Possiamo anche considerare Milano una partita persa, non più meta ambita da registi e coreografi di una certa statura, per vedere i quali bisogna spostarsi altrove, in quei luoghi di cultura in cui ancora c’è un’attenzione che va oltre le esigenze di botteghino. Milano ama presentarsi al mondo come aperta, europea, internazionale, ma in fondo è provinciale fino al midollo, una città che ha perso così tanto la sua empatia e sensibilità da non accorgersi neanche che una persona è lì sul palcoscenico a danzare per loro. Mi duole dire che i teatri milanesi mi sembrano diventati salottini laccati e costosi, luoghi d’incontro mondani per abbonati annoiati che molte volte non sanno neanche cosa vanno a vedere, o non possiedono gli strumenti cognitivi ed emotivi per la lettura di un’opera, perdonate la rudezza di questo concetto.

Ad ogni modo, nonostante il contesto molesto, lo spettacolo è stato bellissimo, emozionante, commovente, pienamente meritevole dei premi e riconoscimenti che ha raccolto sulla sua strada. La prova di Marta Ciappina è stata grandiosa, perfettamente focalizzata, intensa, autentica, potente al punto da catturarmi totalmente e farmi dimenticare di tutto.
Un’opera che lascia il segno, questa, alla quale non si può assistere come all’ennesimo episodio di “Un posto al sole”, così come invece è avvenuto.
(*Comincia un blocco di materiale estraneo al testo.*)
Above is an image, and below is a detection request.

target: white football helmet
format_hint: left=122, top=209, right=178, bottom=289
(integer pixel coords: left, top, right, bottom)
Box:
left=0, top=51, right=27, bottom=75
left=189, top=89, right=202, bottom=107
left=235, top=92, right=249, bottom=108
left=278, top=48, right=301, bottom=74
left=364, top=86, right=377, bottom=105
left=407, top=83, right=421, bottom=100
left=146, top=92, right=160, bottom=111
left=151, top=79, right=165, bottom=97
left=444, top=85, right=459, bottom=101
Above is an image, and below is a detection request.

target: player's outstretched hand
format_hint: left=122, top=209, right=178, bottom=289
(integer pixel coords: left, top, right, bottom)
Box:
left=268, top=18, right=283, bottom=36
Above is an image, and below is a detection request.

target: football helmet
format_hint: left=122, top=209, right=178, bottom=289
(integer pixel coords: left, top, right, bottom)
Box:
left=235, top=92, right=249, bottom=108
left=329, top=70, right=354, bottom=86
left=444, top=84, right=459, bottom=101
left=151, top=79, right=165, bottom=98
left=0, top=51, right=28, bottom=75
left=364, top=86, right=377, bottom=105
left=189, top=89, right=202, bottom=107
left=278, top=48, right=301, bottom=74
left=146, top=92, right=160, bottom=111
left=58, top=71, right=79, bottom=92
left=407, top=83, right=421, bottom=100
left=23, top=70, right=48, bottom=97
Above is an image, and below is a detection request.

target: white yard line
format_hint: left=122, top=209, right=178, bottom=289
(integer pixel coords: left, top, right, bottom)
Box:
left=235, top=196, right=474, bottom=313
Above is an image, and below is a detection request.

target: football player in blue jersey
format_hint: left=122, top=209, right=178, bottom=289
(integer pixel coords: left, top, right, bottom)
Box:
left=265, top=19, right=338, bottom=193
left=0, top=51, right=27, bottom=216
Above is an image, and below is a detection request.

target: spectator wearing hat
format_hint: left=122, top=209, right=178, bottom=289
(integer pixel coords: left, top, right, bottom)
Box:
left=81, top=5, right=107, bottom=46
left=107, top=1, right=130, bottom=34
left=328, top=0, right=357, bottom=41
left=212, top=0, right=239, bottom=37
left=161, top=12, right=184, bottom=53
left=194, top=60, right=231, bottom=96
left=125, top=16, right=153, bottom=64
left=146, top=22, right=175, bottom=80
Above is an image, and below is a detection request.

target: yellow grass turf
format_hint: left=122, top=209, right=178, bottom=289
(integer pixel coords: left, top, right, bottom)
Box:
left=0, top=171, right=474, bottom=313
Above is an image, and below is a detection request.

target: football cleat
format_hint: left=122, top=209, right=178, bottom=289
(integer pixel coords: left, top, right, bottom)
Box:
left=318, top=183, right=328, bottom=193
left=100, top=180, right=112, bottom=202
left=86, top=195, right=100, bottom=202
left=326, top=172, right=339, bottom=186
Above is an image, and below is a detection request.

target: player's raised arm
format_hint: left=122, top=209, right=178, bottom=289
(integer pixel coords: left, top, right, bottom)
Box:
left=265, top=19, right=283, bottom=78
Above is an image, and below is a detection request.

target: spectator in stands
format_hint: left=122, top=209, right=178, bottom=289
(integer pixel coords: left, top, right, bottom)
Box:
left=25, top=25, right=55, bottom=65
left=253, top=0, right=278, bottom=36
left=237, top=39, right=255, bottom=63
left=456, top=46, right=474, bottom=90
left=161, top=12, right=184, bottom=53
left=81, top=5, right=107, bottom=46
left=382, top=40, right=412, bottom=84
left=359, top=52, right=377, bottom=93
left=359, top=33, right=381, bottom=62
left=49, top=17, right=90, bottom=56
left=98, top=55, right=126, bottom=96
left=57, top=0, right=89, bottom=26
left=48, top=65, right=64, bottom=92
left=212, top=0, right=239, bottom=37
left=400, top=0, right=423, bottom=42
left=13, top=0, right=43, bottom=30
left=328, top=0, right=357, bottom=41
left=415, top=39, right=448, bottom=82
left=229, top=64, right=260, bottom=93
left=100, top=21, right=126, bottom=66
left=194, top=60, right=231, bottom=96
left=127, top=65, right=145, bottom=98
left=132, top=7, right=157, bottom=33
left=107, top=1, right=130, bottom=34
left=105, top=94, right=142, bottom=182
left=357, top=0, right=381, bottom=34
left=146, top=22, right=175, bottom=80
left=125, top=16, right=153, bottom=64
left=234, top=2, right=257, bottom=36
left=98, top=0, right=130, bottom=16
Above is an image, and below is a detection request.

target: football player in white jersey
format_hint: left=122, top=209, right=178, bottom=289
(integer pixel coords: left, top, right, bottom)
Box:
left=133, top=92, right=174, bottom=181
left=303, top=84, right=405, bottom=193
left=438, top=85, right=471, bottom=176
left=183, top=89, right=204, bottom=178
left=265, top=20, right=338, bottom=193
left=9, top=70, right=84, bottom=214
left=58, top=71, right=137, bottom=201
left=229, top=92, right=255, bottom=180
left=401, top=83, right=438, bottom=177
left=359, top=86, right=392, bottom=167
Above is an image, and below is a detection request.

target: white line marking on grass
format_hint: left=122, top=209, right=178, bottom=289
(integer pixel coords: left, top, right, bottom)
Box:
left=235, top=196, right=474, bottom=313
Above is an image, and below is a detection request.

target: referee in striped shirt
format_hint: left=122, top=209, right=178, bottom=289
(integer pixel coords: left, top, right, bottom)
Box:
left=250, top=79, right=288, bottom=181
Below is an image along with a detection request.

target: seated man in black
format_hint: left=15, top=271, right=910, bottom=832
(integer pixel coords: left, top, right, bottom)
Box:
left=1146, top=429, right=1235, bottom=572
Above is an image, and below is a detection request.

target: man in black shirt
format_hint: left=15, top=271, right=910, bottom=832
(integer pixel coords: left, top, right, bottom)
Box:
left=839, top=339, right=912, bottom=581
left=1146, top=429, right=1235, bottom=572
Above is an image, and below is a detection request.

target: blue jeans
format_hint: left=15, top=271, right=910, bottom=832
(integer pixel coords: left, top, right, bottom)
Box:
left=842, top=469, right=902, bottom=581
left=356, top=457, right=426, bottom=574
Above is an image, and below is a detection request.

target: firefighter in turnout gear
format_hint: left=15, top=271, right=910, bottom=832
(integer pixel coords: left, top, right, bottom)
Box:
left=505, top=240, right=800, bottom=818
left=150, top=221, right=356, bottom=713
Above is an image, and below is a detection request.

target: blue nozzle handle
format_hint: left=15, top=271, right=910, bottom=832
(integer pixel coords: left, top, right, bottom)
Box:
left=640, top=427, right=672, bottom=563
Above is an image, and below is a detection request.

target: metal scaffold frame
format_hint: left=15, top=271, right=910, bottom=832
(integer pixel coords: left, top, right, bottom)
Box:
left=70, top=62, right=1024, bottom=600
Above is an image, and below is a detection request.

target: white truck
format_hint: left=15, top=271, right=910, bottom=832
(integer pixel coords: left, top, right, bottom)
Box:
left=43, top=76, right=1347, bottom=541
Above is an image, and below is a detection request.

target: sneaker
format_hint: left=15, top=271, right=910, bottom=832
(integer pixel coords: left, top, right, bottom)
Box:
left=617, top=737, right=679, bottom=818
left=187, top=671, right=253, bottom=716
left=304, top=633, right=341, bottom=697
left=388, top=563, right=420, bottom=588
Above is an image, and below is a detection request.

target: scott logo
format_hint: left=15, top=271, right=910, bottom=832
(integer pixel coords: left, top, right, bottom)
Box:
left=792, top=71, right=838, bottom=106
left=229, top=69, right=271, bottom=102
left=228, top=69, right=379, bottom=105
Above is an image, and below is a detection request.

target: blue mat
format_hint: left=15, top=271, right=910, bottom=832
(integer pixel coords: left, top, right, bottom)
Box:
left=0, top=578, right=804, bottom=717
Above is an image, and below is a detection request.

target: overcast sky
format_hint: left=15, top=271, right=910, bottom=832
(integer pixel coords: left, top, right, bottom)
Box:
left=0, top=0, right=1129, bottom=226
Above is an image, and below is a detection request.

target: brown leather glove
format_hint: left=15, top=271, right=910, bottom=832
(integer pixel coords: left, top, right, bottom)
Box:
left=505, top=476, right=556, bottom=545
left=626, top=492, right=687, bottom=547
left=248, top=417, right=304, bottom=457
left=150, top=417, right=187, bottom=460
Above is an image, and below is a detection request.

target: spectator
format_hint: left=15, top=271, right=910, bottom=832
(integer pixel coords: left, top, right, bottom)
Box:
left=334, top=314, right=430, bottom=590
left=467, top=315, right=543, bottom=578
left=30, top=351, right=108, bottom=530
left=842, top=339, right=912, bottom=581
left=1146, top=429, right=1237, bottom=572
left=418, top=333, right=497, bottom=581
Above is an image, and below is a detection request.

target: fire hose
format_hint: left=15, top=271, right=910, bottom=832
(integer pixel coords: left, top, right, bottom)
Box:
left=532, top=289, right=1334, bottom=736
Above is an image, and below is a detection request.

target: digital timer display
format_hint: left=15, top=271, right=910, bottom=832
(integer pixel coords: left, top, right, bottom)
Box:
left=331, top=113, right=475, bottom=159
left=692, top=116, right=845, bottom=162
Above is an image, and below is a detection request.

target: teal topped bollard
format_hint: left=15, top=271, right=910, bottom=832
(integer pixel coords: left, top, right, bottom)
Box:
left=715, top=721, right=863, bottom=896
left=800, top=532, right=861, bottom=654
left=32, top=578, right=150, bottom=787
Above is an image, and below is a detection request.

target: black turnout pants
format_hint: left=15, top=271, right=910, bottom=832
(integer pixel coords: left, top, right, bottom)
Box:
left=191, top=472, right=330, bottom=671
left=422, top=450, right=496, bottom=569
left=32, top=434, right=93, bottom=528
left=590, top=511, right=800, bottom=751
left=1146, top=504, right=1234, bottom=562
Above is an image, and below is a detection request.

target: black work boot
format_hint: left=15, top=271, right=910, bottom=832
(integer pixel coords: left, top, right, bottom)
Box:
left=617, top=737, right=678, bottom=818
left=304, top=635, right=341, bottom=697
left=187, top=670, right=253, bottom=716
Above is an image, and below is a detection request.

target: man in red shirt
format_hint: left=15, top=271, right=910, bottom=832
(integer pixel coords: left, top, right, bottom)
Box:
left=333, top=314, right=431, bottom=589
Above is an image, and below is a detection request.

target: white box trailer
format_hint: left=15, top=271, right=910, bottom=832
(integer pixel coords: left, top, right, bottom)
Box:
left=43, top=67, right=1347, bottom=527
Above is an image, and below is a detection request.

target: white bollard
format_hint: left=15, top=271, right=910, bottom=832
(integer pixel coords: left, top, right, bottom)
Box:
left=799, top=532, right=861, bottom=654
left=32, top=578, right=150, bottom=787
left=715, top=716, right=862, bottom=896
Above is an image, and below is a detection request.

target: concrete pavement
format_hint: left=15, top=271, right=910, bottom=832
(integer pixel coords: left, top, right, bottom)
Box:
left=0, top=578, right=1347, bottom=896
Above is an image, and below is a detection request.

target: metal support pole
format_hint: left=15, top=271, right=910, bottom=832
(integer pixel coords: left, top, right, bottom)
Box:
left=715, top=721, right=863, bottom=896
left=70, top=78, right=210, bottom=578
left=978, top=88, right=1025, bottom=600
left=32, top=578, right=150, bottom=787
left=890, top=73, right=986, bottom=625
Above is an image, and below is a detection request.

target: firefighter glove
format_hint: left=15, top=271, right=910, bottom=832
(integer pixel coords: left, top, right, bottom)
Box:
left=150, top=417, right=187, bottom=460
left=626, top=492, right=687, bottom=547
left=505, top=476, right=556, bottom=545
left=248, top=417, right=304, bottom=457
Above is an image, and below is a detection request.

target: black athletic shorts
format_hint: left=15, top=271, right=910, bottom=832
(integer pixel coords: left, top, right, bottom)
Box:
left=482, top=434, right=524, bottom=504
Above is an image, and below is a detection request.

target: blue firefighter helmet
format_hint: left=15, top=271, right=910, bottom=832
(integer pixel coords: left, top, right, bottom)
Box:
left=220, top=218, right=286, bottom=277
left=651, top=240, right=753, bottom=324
Manca forse la consapevolezza che chi sta sul palcoscenico sente puntualmente la qualità dell’attenzione del pubblico, che è parte della riuscita di un’esecuzione dal vivo tanto quanto gli interpreti.

Penso che poche persone abbiano davvero idea di cosa voglia dire fare teatro: interminabili confronti su ogni singola parola da dire o non dire, energie per trovare la giusta sequenza di movimenti, momenti in cui si rimane incagliati, in stallo, senza decidersi su come andare avanti, cosa gettare via o tenere, decidere il disegno luci, costumi, oggetti, trovare un buon finale e un inizio efficace, e poi innumerevoli, infinite ore di prove affinché tutti questi elementi trovino posto fluidamente, coerentemente, senza mai tradire o allontanarsi dal racconto.

Se solo fossero previsti più laboratori teatrali e di movimento nei programmi scolastici, forse potremmo avere in futuro adulti sensibili al linguaggio dell’arte e consapevoli dell’estenuante, enorme lavoro che c’è dietro ad una messa in scena. Allora forse ci sarebbe più rispetto per i professionisti dello spettacolo dal vivo, che non sono immagini proiettate su uno schermo o giullari di corte, ma persone che si stanno mettendo a nudo in questo atto altruistico (almeno quando siamo al cospetto di artisti e non di piccoli narcisi) di donarsi e donare attraverso ossa, muscoli, tendini, sangue, cuore, voce, mente, anima, battiti, vibrazioni.

Quanto bisogna essere disconnessi dalla nostra natura di esseri che entrano in risonanza naturalmente gli uni con gli altri, per continuare a parlare ad alta voce mentre un’altra persona sta facendo un lavoro che chiede grande focalizzazione, per cui tra l’altro si è anche pagato un biglietto? Quanto è profondo il bisogno di farsi notare per fare simili comizi? Forse si tratta della stessa fame del piccolo ego che spinge a fare lunghe telefonate urlate sui mezzi pubblici, facendo ascoltare gli affari propri a tutti. Un’atavica urgenza di essere visti, ascoltati, considerati, dimora nei cuori feriti delle persone; la buona notizia è che esistono strumenti validi per guardare dentro a questo baratro per comprenderlo, dissolverlo, trasformarlo. Ancora una volta la soluzione è imparare ad osservarsi e scoprire che la libertà non è fare quello di cui si ha voglia quando se ne ha voglia, ma comportarsi in modo appropriato a seconda del contesto. Quando si ha voglia di fare serata con gli amici, divertirsi, ridere e parlare, basterà non andare a teatro, perché quello è un luogo di raccoglimento, condivisione e riflessione.

Il silenzio è decisamente sottovalutato in questa parte di mondo e in questa epoca.